BATON ROUGE, La. (AP) — Republican Eddie Rispone says he’s disappointed at losing the Louisiana governor’s race but he’s thankful for his family and supporters and vowed to continue to work to improve the state.
Rispone spoke late Saturday in Baton Rouge after losing to the incumbent, Democrat John Bel Edwards.
He called on supporters to give a round of applause for President Donald Trump, noting that the president came down three times to the state to campaign.
Speaking of the president, Rispone said: “That man loves America and he loves Louisiana.”
CBS News noted that like other Republican gubernatorial candidates this year in Kentucky and Mississippi, Rispone leaned heavily on his Trump connection and touted himself as a conservative businessman outsider on the campaign trail on Friday.
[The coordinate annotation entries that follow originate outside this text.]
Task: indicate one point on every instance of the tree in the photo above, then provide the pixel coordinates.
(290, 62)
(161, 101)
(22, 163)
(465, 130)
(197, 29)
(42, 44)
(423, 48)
“The citizens of Louisiana, they are tired of being last. They really have wakened up and said we don’t have to be last,” Rispone said Friday in Shreveport during one of his final campaign stops before election day. “God has blessed this state with incredible natural resources, most of all our people, and it’s time for a change. We can be number one in the south when it comes to jobs and opportunity.” Voters in attendance told CBS News there was appeal in a businessman running the state government.
Edwards ended up with a roughly one percent win over Rispone. Unofficial results from Louisiana’s secretary of state show a turnout of 1.4 million, about 39 percent of the state’s 3.56 million voting age population, according to the Federal Register.
At his concession speech, Rispone said he was disappointed and thanked his supporters, as well as Mr. Trump.